Segundo o comunicado, o episódio reforça, na avaliação de Pyongyang, o que chamou de postura agressiva e desrespeitosa dos Estados Unidos nas relações internacionais. Para o regime norte-coreano, a ação evidencia práticas que desconsideram normas básicas do direito internacional.
Enquanto isso, novos detalhes sobre a operação que resultou na captura do presidente venezuelano Nicolás Maduro em território do próprio país vieram à tona. De acordo com informações de agências internacionais, como a Reuters, o plano vinha sendo elaborado há vários meses e envolveu uma das ações militares mais complexas conduzidas recentemente pelos Estados Unidos.
Fontes indicam que tropas de elite norte-americanas, incluindo a Força Delta do Exército, realizaram treinamentos extensivos e chegaram a montar uma réplica do local onde Maduro estaria escondido, simulando diferentes cenários de entrada em uma área fortemente protegida.
Ainda segundo relatos, a Agência Central de Inteligência (CIA) mantinha, desde agosto, uma equipe reduzida em solo venezuelano, responsável por levantar informações estratégicas sobre a rotina e os deslocamentos do líder venezuelano. Informantes próximos ao presidente também teriam auxiliado no monitoramento de seus movimentos, facilitando a execução da operação.

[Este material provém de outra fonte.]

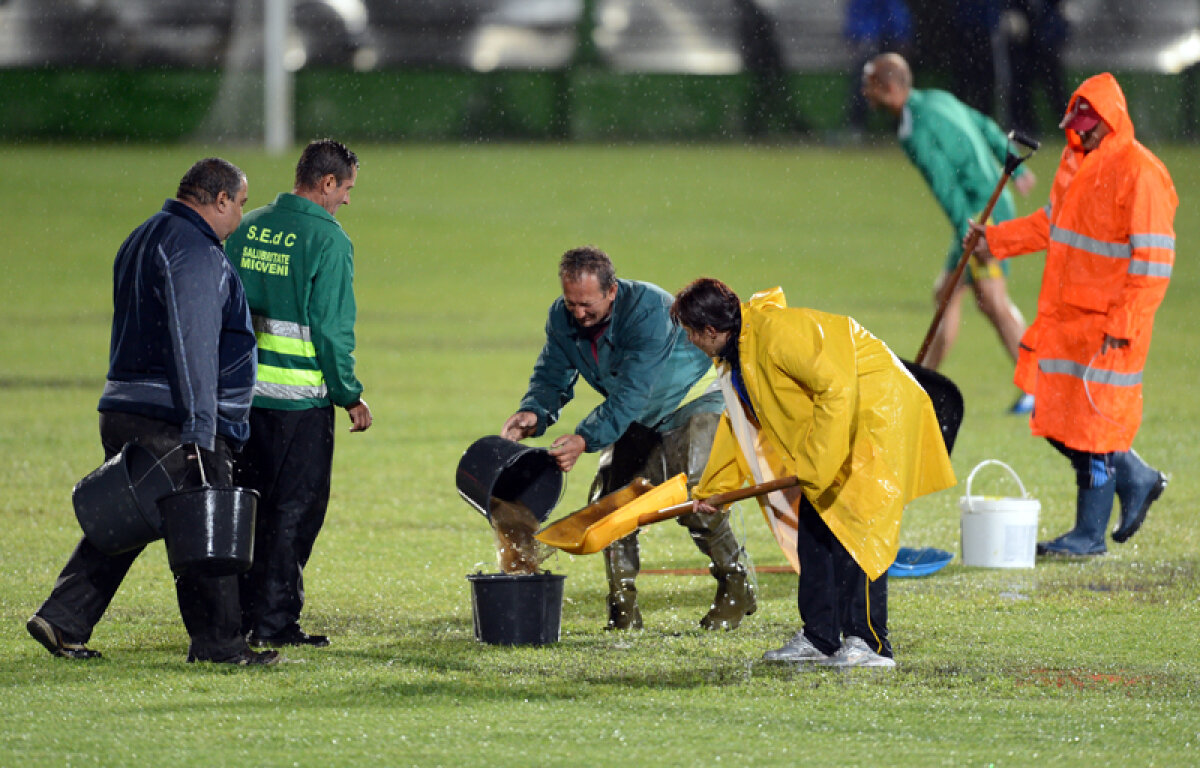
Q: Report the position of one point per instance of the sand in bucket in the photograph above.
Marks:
(514, 526)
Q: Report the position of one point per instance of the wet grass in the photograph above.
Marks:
(1072, 663)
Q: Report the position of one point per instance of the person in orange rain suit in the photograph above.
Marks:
(817, 396)
(1109, 239)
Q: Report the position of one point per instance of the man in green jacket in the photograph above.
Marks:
(960, 153)
(658, 419)
(298, 268)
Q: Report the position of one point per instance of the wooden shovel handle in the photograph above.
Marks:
(762, 489)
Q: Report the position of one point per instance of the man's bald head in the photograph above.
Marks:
(889, 67)
(887, 82)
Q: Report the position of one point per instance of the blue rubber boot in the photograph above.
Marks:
(1092, 510)
(1139, 485)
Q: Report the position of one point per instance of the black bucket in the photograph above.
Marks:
(516, 610)
(115, 503)
(209, 531)
(501, 468)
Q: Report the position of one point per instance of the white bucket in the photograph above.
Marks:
(999, 532)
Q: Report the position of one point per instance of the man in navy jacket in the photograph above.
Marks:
(180, 381)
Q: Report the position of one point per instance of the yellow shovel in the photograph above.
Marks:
(599, 525)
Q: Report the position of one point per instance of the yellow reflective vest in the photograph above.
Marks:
(841, 413)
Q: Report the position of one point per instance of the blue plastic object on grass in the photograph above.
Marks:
(918, 562)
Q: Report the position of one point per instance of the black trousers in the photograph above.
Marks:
(288, 460)
(834, 597)
(90, 579)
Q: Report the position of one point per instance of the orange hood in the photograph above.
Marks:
(1103, 93)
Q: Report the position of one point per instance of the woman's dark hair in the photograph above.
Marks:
(708, 301)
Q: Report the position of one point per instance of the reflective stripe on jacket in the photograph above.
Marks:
(1109, 238)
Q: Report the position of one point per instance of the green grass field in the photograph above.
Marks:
(1092, 663)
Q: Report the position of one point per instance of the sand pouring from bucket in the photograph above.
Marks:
(495, 467)
(587, 532)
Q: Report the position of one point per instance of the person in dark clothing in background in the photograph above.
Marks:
(768, 100)
(1037, 33)
(180, 379)
(973, 61)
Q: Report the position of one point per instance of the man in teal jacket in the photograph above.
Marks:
(960, 153)
(298, 268)
(660, 412)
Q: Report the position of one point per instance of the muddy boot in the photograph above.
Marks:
(1093, 507)
(1139, 485)
(735, 591)
(622, 563)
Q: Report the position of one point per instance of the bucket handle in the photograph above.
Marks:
(155, 466)
(994, 461)
(199, 462)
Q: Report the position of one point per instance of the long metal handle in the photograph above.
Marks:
(762, 489)
(952, 285)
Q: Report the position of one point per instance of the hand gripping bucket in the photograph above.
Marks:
(209, 531)
(516, 610)
(509, 471)
(115, 503)
(999, 532)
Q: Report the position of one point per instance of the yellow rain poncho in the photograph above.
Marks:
(840, 412)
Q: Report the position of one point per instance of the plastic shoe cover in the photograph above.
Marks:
(856, 653)
(797, 649)
(1023, 406)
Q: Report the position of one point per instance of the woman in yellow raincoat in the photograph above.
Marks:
(817, 396)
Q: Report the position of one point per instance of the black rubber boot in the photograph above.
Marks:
(735, 591)
(1093, 507)
(1139, 485)
(622, 562)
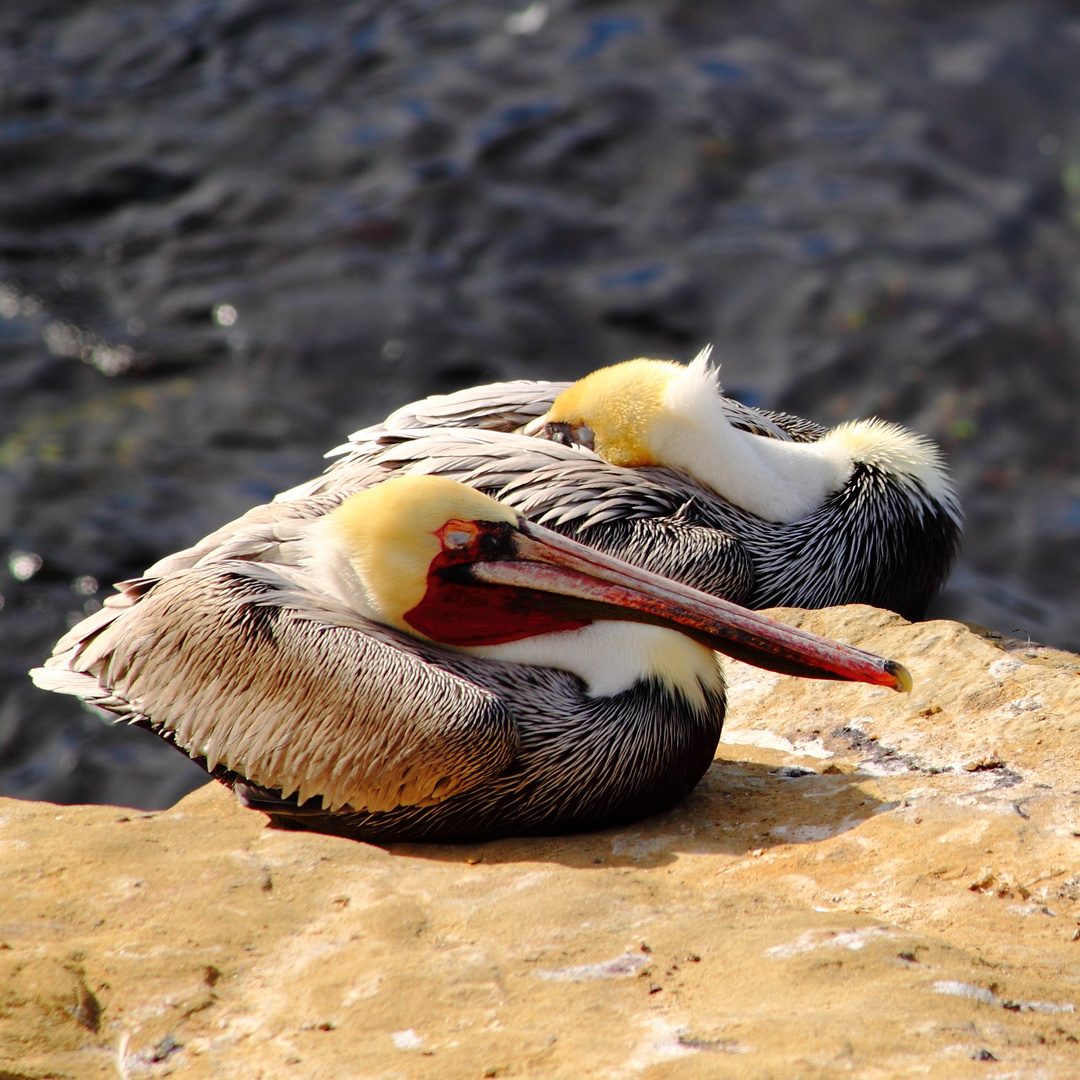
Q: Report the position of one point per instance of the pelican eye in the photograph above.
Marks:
(457, 535)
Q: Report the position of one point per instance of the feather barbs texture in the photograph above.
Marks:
(297, 703)
(913, 460)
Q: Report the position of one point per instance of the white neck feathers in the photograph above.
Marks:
(611, 657)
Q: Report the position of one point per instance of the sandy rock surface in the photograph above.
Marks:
(865, 885)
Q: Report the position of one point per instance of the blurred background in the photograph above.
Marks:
(232, 231)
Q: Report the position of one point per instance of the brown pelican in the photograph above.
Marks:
(761, 508)
(419, 661)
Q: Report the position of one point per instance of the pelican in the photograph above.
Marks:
(663, 471)
(418, 661)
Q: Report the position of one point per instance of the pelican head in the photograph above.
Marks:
(448, 564)
(658, 413)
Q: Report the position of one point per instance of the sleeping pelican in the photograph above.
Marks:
(761, 508)
(419, 661)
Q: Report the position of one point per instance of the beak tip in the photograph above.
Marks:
(902, 675)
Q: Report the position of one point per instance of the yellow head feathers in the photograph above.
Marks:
(618, 405)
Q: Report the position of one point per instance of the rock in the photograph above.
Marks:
(864, 883)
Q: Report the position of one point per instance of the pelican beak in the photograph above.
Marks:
(599, 586)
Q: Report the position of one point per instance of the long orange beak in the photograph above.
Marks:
(606, 588)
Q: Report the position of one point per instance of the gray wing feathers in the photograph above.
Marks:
(240, 673)
(498, 406)
(550, 483)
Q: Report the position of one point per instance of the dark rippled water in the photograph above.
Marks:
(230, 232)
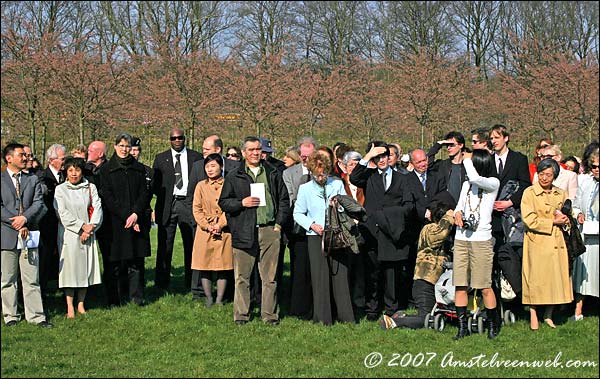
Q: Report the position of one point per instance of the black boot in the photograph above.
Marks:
(463, 329)
(493, 321)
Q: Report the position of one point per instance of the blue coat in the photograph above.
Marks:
(312, 202)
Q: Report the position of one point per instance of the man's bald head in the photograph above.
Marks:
(97, 152)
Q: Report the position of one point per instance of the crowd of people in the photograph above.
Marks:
(396, 220)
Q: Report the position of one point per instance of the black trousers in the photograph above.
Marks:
(49, 261)
(301, 297)
(111, 287)
(381, 282)
(330, 284)
(423, 294)
(180, 216)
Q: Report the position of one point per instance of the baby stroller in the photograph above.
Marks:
(444, 309)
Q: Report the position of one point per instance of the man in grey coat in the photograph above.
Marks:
(22, 206)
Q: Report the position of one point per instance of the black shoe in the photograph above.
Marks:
(493, 323)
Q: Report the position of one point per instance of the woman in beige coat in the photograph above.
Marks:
(212, 251)
(545, 260)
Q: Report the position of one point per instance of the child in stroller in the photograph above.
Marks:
(431, 257)
(444, 308)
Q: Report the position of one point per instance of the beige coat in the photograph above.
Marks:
(545, 260)
(211, 253)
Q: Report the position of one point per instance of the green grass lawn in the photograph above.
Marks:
(175, 337)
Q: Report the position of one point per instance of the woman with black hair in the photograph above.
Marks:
(473, 243)
(212, 251)
(123, 189)
(545, 272)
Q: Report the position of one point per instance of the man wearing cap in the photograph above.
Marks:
(211, 145)
(387, 250)
(171, 172)
(404, 166)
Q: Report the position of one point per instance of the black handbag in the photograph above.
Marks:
(572, 236)
(334, 237)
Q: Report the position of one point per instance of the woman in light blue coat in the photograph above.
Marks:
(329, 275)
(79, 264)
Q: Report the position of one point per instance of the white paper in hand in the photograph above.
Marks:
(258, 190)
(33, 240)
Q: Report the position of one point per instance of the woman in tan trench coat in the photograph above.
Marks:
(212, 251)
(545, 260)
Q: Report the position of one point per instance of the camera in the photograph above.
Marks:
(471, 223)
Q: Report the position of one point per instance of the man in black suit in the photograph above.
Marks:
(22, 206)
(171, 172)
(211, 145)
(422, 185)
(52, 176)
(387, 249)
(511, 166)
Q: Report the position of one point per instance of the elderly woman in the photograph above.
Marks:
(127, 200)
(585, 209)
(473, 243)
(545, 272)
(327, 275)
(79, 265)
(212, 251)
(566, 180)
(537, 155)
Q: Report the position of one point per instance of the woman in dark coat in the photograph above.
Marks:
(127, 199)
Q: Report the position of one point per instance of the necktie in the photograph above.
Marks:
(500, 167)
(18, 190)
(178, 176)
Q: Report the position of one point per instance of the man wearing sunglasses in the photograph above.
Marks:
(211, 145)
(172, 170)
(451, 169)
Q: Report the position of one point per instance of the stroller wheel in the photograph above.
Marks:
(509, 317)
(480, 329)
(438, 322)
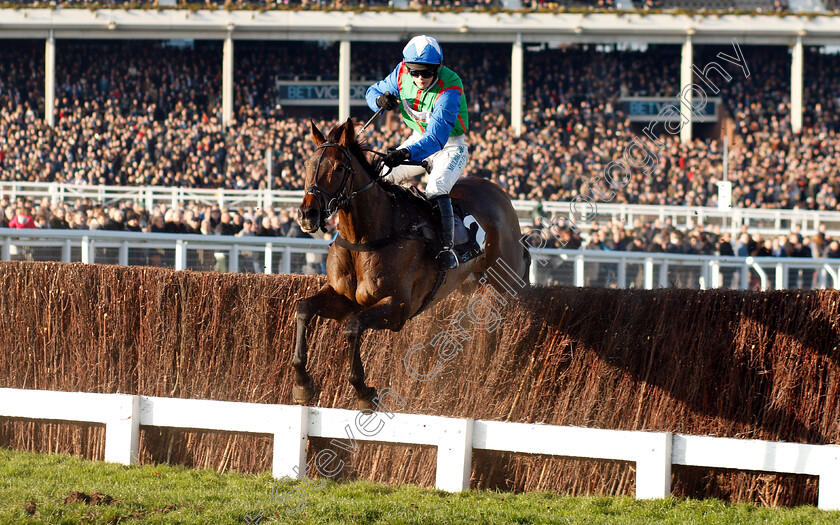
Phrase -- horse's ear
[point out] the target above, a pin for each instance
(348, 133)
(317, 136)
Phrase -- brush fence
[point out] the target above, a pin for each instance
(455, 439)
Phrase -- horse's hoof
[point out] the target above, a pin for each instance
(306, 394)
(366, 400)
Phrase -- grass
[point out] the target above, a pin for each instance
(168, 494)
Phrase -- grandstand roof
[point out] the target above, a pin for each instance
(398, 25)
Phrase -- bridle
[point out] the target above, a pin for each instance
(331, 203)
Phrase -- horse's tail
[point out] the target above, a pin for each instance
(526, 256)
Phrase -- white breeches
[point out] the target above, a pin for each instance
(447, 166)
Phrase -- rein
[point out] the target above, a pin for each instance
(331, 203)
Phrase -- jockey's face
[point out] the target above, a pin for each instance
(423, 82)
(424, 78)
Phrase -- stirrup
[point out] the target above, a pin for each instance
(441, 260)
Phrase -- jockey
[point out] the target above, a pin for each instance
(431, 100)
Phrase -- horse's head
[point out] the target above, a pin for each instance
(329, 175)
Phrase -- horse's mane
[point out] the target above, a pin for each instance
(359, 149)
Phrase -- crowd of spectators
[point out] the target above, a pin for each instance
(140, 113)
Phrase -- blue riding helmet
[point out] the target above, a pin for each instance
(423, 52)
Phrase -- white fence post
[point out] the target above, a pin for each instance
(269, 259)
(180, 255)
(234, 258)
(454, 461)
(124, 253)
(122, 430)
(87, 250)
(653, 468)
(579, 271)
(829, 482)
(289, 451)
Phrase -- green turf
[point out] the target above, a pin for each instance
(166, 494)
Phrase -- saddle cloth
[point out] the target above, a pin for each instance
(469, 235)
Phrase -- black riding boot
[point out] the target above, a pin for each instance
(446, 259)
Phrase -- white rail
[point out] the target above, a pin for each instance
(455, 439)
(295, 255)
(764, 221)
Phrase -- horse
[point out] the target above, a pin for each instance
(379, 273)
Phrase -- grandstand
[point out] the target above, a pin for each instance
(220, 99)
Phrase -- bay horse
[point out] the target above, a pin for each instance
(379, 275)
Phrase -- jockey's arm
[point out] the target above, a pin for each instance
(389, 84)
(440, 126)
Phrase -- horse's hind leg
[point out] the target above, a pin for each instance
(326, 303)
(389, 313)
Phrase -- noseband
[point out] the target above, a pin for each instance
(331, 203)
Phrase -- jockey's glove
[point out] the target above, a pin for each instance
(396, 157)
(387, 101)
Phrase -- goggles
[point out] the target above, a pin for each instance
(423, 73)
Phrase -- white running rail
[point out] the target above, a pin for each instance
(455, 439)
(759, 220)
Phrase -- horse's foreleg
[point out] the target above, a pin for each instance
(326, 303)
(389, 313)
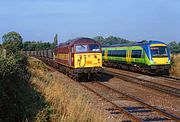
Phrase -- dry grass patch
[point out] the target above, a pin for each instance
(175, 70)
(67, 103)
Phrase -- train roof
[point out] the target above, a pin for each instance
(135, 44)
(81, 40)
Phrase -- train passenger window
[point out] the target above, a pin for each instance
(136, 53)
(103, 53)
(117, 53)
(81, 48)
(159, 51)
(94, 48)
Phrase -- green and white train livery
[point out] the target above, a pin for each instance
(152, 56)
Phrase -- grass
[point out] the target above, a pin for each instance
(175, 70)
(67, 103)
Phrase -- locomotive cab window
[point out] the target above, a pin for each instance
(159, 51)
(81, 48)
(136, 53)
(94, 48)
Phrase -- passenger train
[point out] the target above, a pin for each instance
(152, 56)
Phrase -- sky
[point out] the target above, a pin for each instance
(130, 19)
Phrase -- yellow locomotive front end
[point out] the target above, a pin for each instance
(88, 58)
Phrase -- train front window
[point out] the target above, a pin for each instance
(94, 48)
(159, 51)
(81, 48)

Com o planejamento concluído, o presidente dos Estados Unidos, Donald Trump, autorizou a ação dias antes de sua execução, embora tenha acatado recomendações para aguardar melhores condições climáticas. A autorização final foi dada na noite de sexta-feira (2), no horário de Washington, dando início à operação batizada de “Resolução Absoluta”.
Trump acompanhou o desenrolar da missão em tempo real, ao lado de assessores, na residência oficial de Mar-a-Lago, na Flórida. Após o término da operação, o presidente norte-americano afirmou, em entrevista, que se tratava de uma das ações mais bem-sucedidas já realizadas sob seu comando.